Trying to pick myself up…

I’m not able to get into the crux of the art. I need to give more attention to it and rid myself of the subsidiary activities. My taxes are the current thing bothering me now. I think it would be ideal to make a list and future progression of things.

Things haven’t gone the way I thought they would. By this time I should’ve been rich with a Range Rover. How did this happen? I think I realised my market worth? I need to increase my market worth and how do I go around doing that?

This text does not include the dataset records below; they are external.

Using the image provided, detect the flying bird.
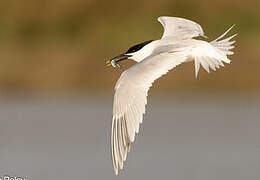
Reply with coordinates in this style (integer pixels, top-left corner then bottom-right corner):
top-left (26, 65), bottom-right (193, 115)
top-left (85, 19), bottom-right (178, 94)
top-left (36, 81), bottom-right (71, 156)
top-left (107, 16), bottom-right (237, 175)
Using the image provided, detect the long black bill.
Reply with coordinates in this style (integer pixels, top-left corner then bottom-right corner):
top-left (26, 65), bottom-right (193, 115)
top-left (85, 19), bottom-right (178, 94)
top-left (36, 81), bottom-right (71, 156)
top-left (106, 54), bottom-right (131, 67)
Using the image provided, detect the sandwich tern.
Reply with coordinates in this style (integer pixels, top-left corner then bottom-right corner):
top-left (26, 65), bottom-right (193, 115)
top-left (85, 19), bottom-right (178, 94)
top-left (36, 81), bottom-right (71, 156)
top-left (107, 16), bottom-right (237, 175)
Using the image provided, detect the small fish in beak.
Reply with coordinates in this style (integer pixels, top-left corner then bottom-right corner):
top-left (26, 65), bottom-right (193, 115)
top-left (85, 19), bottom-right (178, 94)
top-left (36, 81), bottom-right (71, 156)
top-left (106, 54), bottom-right (131, 68)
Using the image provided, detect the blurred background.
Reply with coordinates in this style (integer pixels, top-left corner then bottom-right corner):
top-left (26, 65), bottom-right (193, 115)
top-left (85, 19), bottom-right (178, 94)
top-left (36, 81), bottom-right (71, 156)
top-left (0, 0), bottom-right (260, 180)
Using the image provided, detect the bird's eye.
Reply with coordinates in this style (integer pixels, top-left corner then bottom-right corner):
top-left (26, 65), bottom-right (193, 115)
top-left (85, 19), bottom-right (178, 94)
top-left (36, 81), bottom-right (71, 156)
top-left (125, 40), bottom-right (153, 54)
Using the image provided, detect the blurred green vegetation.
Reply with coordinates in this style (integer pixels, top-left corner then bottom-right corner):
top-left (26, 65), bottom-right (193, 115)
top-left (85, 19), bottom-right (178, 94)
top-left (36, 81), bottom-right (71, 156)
top-left (0, 0), bottom-right (260, 93)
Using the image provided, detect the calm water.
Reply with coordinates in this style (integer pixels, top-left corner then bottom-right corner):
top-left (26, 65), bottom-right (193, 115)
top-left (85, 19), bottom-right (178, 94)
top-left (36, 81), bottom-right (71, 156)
top-left (0, 95), bottom-right (260, 180)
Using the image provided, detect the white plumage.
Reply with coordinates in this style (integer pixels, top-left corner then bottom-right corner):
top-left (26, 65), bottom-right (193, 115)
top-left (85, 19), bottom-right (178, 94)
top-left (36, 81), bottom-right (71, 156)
top-left (111, 17), bottom-right (236, 174)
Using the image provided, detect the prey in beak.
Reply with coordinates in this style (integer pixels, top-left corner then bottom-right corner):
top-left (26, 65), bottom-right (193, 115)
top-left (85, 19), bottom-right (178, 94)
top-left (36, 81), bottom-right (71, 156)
top-left (106, 54), bottom-right (131, 68)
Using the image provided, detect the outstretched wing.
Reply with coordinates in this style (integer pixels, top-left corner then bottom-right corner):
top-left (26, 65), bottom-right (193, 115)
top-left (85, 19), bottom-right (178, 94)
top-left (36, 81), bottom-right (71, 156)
top-left (158, 16), bottom-right (204, 39)
top-left (111, 52), bottom-right (186, 174)
top-left (111, 24), bottom-right (235, 174)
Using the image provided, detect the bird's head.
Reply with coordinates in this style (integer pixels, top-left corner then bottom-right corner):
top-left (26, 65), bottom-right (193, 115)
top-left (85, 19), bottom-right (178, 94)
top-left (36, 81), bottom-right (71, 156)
top-left (106, 40), bottom-right (153, 67)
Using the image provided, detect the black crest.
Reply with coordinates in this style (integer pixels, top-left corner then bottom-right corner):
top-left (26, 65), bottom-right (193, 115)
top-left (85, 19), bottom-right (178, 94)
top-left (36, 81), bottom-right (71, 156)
top-left (125, 40), bottom-right (153, 54)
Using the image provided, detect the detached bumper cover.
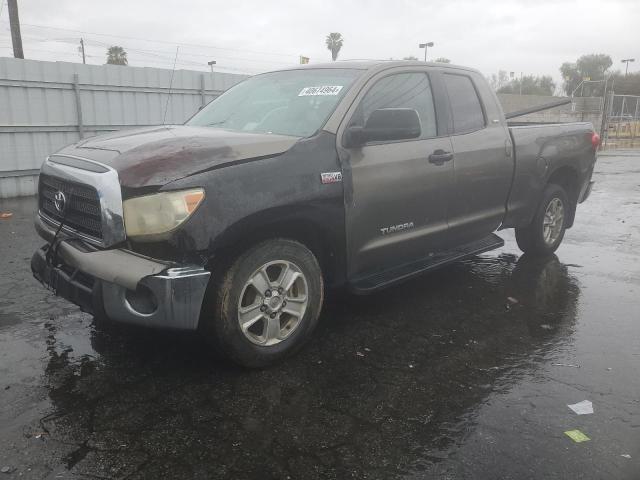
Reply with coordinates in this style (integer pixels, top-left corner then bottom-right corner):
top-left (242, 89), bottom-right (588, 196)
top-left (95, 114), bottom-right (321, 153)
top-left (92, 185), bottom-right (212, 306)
top-left (31, 218), bottom-right (211, 330)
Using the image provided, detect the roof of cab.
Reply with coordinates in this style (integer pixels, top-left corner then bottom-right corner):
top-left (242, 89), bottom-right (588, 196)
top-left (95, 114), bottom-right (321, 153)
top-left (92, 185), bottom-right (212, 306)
top-left (278, 60), bottom-right (478, 72)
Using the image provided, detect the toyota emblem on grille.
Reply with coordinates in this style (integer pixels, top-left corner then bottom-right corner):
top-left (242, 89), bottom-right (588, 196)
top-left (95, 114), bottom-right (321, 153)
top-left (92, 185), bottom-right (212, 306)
top-left (53, 190), bottom-right (67, 213)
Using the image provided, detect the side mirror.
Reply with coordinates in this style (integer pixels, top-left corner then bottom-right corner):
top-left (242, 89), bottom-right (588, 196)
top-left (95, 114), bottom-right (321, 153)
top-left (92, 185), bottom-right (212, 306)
top-left (345, 108), bottom-right (422, 147)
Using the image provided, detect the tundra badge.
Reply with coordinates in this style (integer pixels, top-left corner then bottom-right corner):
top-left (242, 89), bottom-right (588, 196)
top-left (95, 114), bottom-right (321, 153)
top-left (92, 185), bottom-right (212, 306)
top-left (380, 222), bottom-right (415, 235)
top-left (320, 172), bottom-right (342, 184)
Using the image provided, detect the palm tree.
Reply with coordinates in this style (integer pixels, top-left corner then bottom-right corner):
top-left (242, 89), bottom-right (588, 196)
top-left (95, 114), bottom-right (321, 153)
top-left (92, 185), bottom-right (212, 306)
top-left (325, 32), bottom-right (344, 62)
top-left (107, 45), bottom-right (129, 65)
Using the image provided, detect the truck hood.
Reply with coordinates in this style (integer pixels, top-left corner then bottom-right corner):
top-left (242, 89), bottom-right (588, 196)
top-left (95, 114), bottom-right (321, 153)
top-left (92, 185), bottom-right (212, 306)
top-left (58, 125), bottom-right (298, 189)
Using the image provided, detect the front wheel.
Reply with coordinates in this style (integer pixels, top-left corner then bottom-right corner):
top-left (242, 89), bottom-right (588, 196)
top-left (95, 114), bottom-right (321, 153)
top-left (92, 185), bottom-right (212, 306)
top-left (516, 184), bottom-right (570, 255)
top-left (201, 239), bottom-right (324, 367)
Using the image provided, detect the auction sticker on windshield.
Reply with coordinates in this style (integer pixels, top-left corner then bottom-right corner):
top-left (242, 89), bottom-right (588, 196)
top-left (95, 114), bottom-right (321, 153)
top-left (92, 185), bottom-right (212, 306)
top-left (298, 85), bottom-right (342, 97)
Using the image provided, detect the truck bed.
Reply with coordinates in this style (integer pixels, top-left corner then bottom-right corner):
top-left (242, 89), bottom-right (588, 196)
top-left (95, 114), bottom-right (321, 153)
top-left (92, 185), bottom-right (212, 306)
top-left (502, 122), bottom-right (595, 228)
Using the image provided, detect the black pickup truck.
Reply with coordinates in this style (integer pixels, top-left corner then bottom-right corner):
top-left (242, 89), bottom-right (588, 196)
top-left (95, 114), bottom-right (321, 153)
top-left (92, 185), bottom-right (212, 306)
top-left (32, 61), bottom-right (599, 367)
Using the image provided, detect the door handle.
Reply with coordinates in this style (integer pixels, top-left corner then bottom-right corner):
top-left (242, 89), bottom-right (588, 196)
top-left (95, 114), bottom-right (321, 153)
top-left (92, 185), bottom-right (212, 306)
top-left (429, 149), bottom-right (453, 165)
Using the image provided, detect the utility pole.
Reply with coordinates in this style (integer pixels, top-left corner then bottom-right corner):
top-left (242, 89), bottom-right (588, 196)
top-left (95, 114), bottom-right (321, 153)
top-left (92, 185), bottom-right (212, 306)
top-left (622, 58), bottom-right (636, 77)
top-left (80, 38), bottom-right (87, 64)
top-left (418, 42), bottom-right (433, 62)
top-left (7, 0), bottom-right (24, 58)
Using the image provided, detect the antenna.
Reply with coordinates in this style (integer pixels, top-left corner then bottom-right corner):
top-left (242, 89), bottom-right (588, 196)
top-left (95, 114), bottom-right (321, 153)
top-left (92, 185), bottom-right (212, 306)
top-left (162, 47), bottom-right (180, 125)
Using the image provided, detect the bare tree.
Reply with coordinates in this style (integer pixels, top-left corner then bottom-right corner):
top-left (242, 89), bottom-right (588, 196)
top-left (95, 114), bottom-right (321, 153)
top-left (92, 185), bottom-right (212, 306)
top-left (325, 32), bottom-right (344, 62)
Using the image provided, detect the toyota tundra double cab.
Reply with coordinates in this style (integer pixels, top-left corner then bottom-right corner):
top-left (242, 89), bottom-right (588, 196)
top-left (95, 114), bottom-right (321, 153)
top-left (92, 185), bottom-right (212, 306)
top-left (32, 61), bottom-right (598, 367)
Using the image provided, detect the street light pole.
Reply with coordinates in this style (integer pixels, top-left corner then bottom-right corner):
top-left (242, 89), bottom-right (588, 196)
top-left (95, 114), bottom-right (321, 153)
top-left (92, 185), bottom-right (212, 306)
top-left (622, 58), bottom-right (636, 77)
top-left (418, 42), bottom-right (433, 62)
top-left (207, 60), bottom-right (216, 88)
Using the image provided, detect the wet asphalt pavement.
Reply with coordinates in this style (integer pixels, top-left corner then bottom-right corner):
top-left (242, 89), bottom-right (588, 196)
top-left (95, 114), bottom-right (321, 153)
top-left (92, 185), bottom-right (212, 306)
top-left (0, 154), bottom-right (640, 480)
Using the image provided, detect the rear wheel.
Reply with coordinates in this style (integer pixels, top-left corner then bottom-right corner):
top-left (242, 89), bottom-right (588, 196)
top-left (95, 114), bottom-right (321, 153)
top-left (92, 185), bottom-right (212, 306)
top-left (516, 184), bottom-right (570, 255)
top-left (201, 239), bottom-right (324, 367)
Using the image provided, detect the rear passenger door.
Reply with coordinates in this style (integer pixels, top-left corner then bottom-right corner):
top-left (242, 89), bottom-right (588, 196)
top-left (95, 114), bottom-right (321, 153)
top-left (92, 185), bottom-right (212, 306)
top-left (442, 71), bottom-right (513, 246)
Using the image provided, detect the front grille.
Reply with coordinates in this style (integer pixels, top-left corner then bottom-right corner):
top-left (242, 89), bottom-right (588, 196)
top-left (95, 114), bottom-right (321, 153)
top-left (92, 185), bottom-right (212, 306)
top-left (38, 174), bottom-right (102, 240)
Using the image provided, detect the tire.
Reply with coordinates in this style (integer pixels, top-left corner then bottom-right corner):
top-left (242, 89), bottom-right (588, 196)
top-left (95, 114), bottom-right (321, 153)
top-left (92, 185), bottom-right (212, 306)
top-left (516, 184), bottom-right (571, 256)
top-left (200, 239), bottom-right (324, 368)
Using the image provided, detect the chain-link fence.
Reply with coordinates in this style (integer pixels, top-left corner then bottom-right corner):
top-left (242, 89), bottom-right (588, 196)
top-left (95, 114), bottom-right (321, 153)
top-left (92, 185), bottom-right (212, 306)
top-left (602, 93), bottom-right (640, 150)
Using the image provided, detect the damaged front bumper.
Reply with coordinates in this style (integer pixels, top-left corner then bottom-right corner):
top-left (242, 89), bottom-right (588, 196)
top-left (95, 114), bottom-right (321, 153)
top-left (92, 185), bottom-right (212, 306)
top-left (31, 218), bottom-right (211, 330)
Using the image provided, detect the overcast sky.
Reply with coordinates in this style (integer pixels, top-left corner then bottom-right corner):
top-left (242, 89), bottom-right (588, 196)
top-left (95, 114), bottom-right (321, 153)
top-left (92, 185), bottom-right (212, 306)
top-left (0, 0), bottom-right (640, 82)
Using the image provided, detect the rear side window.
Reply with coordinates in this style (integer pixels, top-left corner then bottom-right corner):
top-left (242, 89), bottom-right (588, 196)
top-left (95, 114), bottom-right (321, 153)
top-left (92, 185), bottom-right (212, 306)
top-left (444, 74), bottom-right (485, 133)
top-left (350, 73), bottom-right (437, 138)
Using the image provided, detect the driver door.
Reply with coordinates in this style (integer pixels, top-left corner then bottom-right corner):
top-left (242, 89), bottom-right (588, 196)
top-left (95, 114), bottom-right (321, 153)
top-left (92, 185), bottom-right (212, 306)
top-left (346, 70), bottom-right (453, 280)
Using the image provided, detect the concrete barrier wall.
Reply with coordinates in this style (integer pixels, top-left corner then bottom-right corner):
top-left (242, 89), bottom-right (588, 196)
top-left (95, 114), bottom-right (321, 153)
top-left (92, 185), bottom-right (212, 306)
top-left (0, 58), bottom-right (246, 198)
top-left (0, 58), bottom-right (602, 198)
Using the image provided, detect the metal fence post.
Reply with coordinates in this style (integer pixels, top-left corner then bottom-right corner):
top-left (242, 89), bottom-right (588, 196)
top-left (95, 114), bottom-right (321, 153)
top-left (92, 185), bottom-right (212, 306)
top-left (200, 73), bottom-right (207, 108)
top-left (73, 73), bottom-right (84, 140)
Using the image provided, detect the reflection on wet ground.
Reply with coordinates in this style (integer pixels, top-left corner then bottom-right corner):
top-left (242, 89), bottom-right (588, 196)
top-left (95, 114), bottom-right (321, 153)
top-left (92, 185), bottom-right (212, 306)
top-left (0, 157), bottom-right (640, 479)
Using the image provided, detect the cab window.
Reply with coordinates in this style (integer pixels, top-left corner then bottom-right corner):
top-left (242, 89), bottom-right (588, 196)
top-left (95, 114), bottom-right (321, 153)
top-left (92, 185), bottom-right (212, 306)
top-left (444, 74), bottom-right (485, 133)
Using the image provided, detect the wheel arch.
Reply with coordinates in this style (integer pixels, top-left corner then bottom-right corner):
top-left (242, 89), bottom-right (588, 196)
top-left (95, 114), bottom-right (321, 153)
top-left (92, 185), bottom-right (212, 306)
top-left (208, 207), bottom-right (346, 286)
top-left (547, 165), bottom-right (580, 228)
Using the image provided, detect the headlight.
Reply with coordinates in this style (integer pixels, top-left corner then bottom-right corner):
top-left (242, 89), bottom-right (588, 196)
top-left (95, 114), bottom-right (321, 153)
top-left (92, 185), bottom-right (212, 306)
top-left (123, 188), bottom-right (204, 241)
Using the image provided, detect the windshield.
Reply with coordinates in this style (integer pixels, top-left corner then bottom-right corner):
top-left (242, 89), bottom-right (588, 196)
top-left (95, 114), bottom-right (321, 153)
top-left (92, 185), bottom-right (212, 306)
top-left (187, 68), bottom-right (361, 137)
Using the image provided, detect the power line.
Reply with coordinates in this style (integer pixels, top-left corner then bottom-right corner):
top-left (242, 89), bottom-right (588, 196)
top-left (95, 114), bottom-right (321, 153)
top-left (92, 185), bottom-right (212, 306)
top-left (0, 23), bottom-right (298, 57)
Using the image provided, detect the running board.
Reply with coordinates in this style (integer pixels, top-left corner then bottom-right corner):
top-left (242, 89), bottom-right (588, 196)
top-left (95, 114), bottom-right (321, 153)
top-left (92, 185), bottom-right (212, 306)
top-left (350, 233), bottom-right (504, 295)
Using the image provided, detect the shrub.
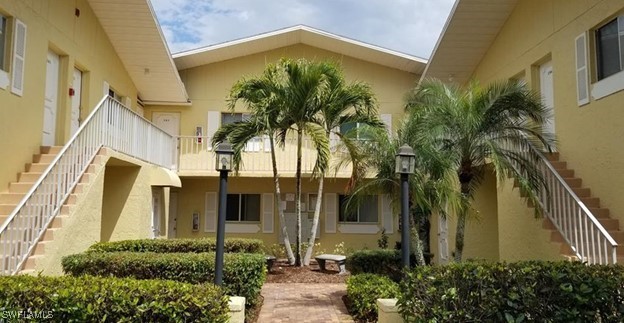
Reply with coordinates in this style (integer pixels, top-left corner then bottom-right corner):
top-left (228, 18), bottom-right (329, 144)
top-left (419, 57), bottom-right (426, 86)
top-left (347, 249), bottom-right (404, 281)
top-left (89, 238), bottom-right (264, 253)
top-left (347, 274), bottom-right (399, 322)
top-left (62, 252), bottom-right (266, 307)
top-left (399, 261), bottom-right (624, 322)
top-left (0, 276), bottom-right (229, 322)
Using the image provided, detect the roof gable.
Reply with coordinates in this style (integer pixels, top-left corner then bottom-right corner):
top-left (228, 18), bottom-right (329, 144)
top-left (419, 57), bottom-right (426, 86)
top-left (173, 25), bottom-right (427, 74)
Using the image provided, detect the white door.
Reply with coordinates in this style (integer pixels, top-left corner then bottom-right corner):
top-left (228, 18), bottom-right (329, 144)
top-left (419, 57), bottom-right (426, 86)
top-left (42, 51), bottom-right (60, 146)
top-left (540, 61), bottom-right (555, 134)
top-left (438, 215), bottom-right (449, 264)
top-left (167, 192), bottom-right (178, 239)
top-left (70, 68), bottom-right (82, 135)
top-left (152, 190), bottom-right (162, 238)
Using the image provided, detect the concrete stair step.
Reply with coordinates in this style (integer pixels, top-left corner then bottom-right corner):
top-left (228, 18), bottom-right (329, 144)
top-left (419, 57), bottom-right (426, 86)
top-left (33, 154), bottom-right (56, 164)
top-left (0, 204), bottom-right (17, 215)
top-left (39, 146), bottom-right (63, 155)
top-left (581, 197), bottom-right (600, 208)
top-left (598, 218), bottom-right (620, 231)
top-left (572, 187), bottom-right (591, 197)
top-left (0, 193), bottom-right (24, 204)
top-left (589, 207), bottom-right (609, 219)
top-left (33, 241), bottom-right (52, 255)
top-left (26, 163), bottom-right (50, 173)
top-left (544, 152), bottom-right (559, 162)
top-left (557, 168), bottom-right (574, 178)
top-left (17, 172), bottom-right (43, 183)
top-left (550, 161), bottom-right (568, 170)
top-left (563, 177), bottom-right (583, 188)
top-left (9, 182), bottom-right (33, 194)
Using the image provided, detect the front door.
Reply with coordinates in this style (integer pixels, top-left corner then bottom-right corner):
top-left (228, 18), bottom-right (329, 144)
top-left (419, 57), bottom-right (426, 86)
top-left (167, 192), bottom-right (178, 239)
top-left (70, 68), bottom-right (82, 135)
top-left (540, 61), bottom-right (555, 134)
top-left (41, 51), bottom-right (60, 146)
top-left (152, 189), bottom-right (162, 238)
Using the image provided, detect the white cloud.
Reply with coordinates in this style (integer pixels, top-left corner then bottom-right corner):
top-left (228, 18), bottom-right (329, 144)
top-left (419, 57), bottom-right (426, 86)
top-left (151, 0), bottom-right (454, 58)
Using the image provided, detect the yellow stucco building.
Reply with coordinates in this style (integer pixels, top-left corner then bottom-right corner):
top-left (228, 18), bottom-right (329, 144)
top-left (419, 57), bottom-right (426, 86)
top-left (0, 0), bottom-right (624, 274)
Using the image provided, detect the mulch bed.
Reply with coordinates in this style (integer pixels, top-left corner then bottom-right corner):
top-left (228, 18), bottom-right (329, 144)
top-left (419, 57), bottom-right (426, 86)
top-left (266, 259), bottom-right (350, 284)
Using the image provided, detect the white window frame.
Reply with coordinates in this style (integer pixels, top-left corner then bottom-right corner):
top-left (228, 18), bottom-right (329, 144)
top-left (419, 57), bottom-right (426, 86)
top-left (337, 194), bottom-right (381, 225)
top-left (226, 193), bottom-right (262, 224)
top-left (591, 15), bottom-right (624, 100)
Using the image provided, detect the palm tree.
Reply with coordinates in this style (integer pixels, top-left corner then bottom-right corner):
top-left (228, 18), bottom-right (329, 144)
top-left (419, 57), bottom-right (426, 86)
top-left (212, 64), bottom-right (295, 264)
top-left (347, 116), bottom-right (461, 265)
top-left (303, 65), bottom-right (383, 266)
top-left (407, 80), bottom-right (554, 261)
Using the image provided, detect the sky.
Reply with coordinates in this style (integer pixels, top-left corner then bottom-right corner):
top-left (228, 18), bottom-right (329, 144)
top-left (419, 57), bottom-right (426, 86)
top-left (151, 0), bottom-right (454, 58)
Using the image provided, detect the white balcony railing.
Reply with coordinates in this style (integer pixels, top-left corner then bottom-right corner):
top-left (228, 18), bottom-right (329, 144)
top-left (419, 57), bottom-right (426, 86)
top-left (0, 97), bottom-right (175, 275)
top-left (177, 136), bottom-right (351, 177)
top-left (515, 146), bottom-right (618, 264)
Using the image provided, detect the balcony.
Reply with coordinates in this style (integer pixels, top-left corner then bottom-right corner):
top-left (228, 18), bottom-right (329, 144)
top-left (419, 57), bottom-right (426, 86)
top-left (177, 136), bottom-right (351, 178)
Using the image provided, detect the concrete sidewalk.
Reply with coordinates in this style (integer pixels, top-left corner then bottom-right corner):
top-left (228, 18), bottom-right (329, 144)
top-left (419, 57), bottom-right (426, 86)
top-left (258, 283), bottom-right (353, 323)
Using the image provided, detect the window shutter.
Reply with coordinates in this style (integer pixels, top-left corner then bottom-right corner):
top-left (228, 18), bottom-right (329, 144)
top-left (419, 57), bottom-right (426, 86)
top-left (381, 114), bottom-right (392, 135)
top-left (11, 19), bottom-right (26, 96)
top-left (204, 192), bottom-right (217, 232)
top-left (381, 194), bottom-right (394, 234)
top-left (262, 193), bottom-right (275, 233)
top-left (575, 32), bottom-right (589, 106)
top-left (206, 111), bottom-right (221, 149)
top-left (325, 193), bottom-right (338, 233)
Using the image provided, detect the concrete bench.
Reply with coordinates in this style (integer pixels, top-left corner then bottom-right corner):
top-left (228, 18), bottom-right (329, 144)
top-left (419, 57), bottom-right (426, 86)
top-left (314, 255), bottom-right (347, 274)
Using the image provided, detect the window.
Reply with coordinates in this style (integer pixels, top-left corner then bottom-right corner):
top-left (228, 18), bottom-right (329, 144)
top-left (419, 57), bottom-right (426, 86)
top-left (0, 14), bottom-right (9, 71)
top-left (338, 195), bottom-right (379, 223)
top-left (596, 16), bottom-right (624, 80)
top-left (221, 113), bottom-right (249, 125)
top-left (225, 194), bottom-right (260, 222)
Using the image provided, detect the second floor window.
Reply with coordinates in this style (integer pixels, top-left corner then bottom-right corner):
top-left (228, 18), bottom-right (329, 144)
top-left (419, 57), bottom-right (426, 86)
top-left (338, 195), bottom-right (379, 223)
top-left (596, 16), bottom-right (624, 80)
top-left (225, 194), bottom-right (260, 222)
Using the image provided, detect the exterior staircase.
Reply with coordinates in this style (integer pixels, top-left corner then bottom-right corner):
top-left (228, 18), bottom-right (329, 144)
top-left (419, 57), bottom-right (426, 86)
top-left (542, 152), bottom-right (624, 263)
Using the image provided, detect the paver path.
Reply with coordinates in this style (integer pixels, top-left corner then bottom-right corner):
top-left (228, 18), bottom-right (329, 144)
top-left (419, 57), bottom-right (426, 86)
top-left (258, 283), bottom-right (353, 323)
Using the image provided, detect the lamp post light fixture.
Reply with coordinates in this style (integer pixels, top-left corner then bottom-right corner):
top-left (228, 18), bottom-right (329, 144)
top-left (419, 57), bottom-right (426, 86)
top-left (214, 140), bottom-right (234, 286)
top-left (395, 144), bottom-right (416, 268)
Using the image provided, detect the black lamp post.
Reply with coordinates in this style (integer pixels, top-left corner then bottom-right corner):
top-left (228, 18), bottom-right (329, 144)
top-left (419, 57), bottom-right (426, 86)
top-left (395, 144), bottom-right (416, 268)
top-left (215, 140), bottom-right (234, 286)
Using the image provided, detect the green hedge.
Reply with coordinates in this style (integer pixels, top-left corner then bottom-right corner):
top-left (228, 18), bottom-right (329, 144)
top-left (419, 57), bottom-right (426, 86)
top-left (346, 249), bottom-right (414, 281)
top-left (62, 252), bottom-right (266, 307)
top-left (399, 262), bottom-right (624, 322)
top-left (347, 274), bottom-right (399, 322)
top-left (89, 238), bottom-right (264, 253)
top-left (0, 276), bottom-right (229, 322)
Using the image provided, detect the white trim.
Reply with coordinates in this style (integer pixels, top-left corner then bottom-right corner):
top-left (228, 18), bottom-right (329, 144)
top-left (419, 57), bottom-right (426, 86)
top-left (11, 19), bottom-right (27, 96)
top-left (338, 223), bottom-right (381, 234)
top-left (591, 71), bottom-right (624, 100)
top-left (225, 223), bottom-right (260, 233)
top-left (574, 32), bottom-right (589, 107)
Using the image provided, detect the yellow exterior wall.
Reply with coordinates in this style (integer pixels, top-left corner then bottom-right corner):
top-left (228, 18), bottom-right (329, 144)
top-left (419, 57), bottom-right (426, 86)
top-left (172, 177), bottom-right (400, 252)
top-left (475, 0), bottom-right (624, 233)
top-left (0, 0), bottom-right (137, 191)
top-left (145, 44), bottom-right (419, 136)
top-left (35, 150), bottom-right (173, 275)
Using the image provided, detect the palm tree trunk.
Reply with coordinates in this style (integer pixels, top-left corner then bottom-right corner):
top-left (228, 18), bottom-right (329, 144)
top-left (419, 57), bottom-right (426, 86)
top-left (269, 135), bottom-right (295, 265)
top-left (410, 214), bottom-right (426, 266)
top-left (303, 174), bottom-right (325, 266)
top-left (455, 182), bottom-right (470, 262)
top-left (295, 125), bottom-right (303, 267)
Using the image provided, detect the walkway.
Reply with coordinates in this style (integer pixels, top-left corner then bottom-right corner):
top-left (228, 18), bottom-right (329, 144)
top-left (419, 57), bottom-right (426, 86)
top-left (258, 283), bottom-right (353, 323)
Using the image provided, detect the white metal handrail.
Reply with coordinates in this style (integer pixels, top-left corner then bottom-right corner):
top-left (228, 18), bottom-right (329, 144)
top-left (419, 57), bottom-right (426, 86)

The things that you know and you’ve done –

  • Read books
  • Exercise regularly
  • Wake up early
  • Work like it guilts you
  • etc etc

But what’s keeping me back. I am an eclectic person. From 2013-2016, that’s 3 years I have been a lazy ass and have destroyed some important qualities that I had. One is definitely seeking behaviour. I need to start seeking the way I used to.

  • Seeking behaviour
  • Step out of your comfort zone
  • read excessively
  • Be selfish about money
  • Always be playing your cards
  • Always be looking great and feeling fresh
  • Stay in your eclecticism

Are you enjoying the things that you have or no?  I have been on a sustainable lifestyle for the past 3 years. That venture with Anoop chachu really pulled me down and I’m getting the feeling that I’m going to be pulled down again. Better to be out of the house and spend lesser hours in the house. Make sure to fuck off by 10-10:30. You also know that you have to maximise your speed and get comfortable with a progressive lifestyle. Waking up at 9 am doesn’t count. Waking up at 7 am would most probably count. That means fucking off to bed at 11 pm. 11-7 am is 8 hours of sleep. That too is too much comfort.